Von Beginn seiner Amtszeit an stabilisierte er das Papsttum, indem er es entpersonalisierte und auf das Erbe Petri gründete. So stellte er fest, "dass im Nachfolger Petri der geehrt wird, der in sich auf ewig die Sorge aller Hirten vereint und auch bei einem unwürdigen Nachfolger nichts von seiner Würde einbüßt." In dieser Auffassung des Hirtenamtes trat er konsequent und unermüdlich für die Lehre der jungen Kirche gegen damals geläufige Irrlehren, etwa der des Manichäismus oder des Pelagismus, ein und scheute auch nicht die Auseinandersetzung mit der Kirche des Ostens. Ihrer Auffassung, Christus habe nur eine göttliche Natur, setzte Leo die Lehre von der Gleichrangigkeit von göttlicher und menschlicher Natur entgegen. Das Konzil von Chalkedon (451) bestätigte Leos Auffassung eindeutig. "Petrus hat durch Leo gesprochen!" war die Meinung der Konzilsteilnehmer. Später wurde er in den Rang eines Kirchenvaters erhoben.

Daneben konsolidierte er mit gleichem Eifer die Rechte und den Einfluss der Kirche. Den weströmischen Kaiser Valentinian veranlasste er zur staatlichen Anerkennung des Vorrangs des Bischofs von Rom. Dermaßen autorisiert ordnete er die kirchliche Hierarchie in Nordafrika, Gallien und Illyrien und setzte einen päpstlichen Legaten am Kaiserhof von Byzanz ein, um stets über die Lage im oströmischen Reich informiert zu sein.

Dass er schon zu Lebzeiten fast wie ein Heiliger verehrt wurde, verdankt er seiner Persönlichkeit, deren Ausstrahlung seine Mitmenschen sofort in den Bann zog. So reiste er dem Hunnenkönig Attila entgegen und hielt ihn vom weiteren Vordringen nach Italien ab - ein unglaubliches Ereignis in Anbetracht der Macht und bisherigen Grausamkeit der asiatischen Invasoren. Auch den nicht minder gefährlichen Vandalenführer Geiserich brachte er drei Jahre später unter persönlichem Einsatz davon ab, Roms Bevölkerung - wie üblich - mit Mord und Brand zu überziehen. Eine vierzehntägige Plün-derung der Stadt konnte freilich auch Leo den beutegierigen Germanen nicht ausreden.

In all den Wirrnissen seiner Amtsperiode fand Leo doch auch immer wieder die Kraft, eine umfangreiche Korrespondenz zu führen und Ansprachen und Predigten zu verfassen, die durch die Klarheit der Lehre und die Tiefe des Glaubens überzeugen. Sein Stil weist ihn als einen sehr gebildeten Mann aus.

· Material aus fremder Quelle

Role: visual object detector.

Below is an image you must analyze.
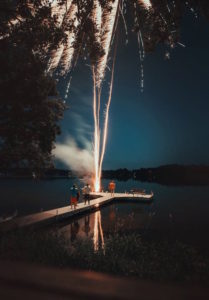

Aus den vielen überlieferten Texten schöpft die Kirche auch heute noch Kraft und Orientierung. Sicherlich wird er nicht an sich selbst gedacht haben, als er folgende Gedanken zur Heiligenverehrung verfasste: "Über diesen Schutz, meine Lieben, der uns von Gott als Vorbild der Geduld und zur Festigung des Glaubens bereitet ist, sollen wir ganz allgemein beim Gedächtnis aller Heiligen glücklich sein... Wir selbst haben es erfahren und unsere Vorgänger bestätigen es:

Wir glauben und vertrauen, dass uns das Gebet dieser Schutzpatrone stets in allen Mühen des Lebens helfen muss,

 

die Huld Gottes zu erlangen; wenn die eigenen Sünden uns niederdrücken, wollen wir uns durch das Wirken der Heiligen aufrichten lassen."

Leo I., ein Heiliger, ein "Großer"? Die Ähnlichkeiten mit Gregor dem Großen sind freilich augenfällig: eine überragende Persönlichkeit, ein unerschütterlicher Glaube, seinen Mitmenschen Stütze und Halt in den bedrohlichsten Situationen, ein unermüdlicher Einsatz für das leibliche und seelische Heil der Menschen.

Er starb am 10. November 461 und wurde als erster Papst in der kostantinischen Petersbasilika beigesetzt. Sein großzügiges Grabdenkmal im heutigen Petersdom stammt aus der Barockzeit und zeigt ihn in der Auseinandersetzung mit Attila.

Leo wird meist in päpstlichem Ornat dargestellt, mit Tiara, Papstkreuz und Evangelienbuch. Auch im Kampf mit einem Drachen, dem Symbol des irdischen Bösen, sieht man ihn bisweilen.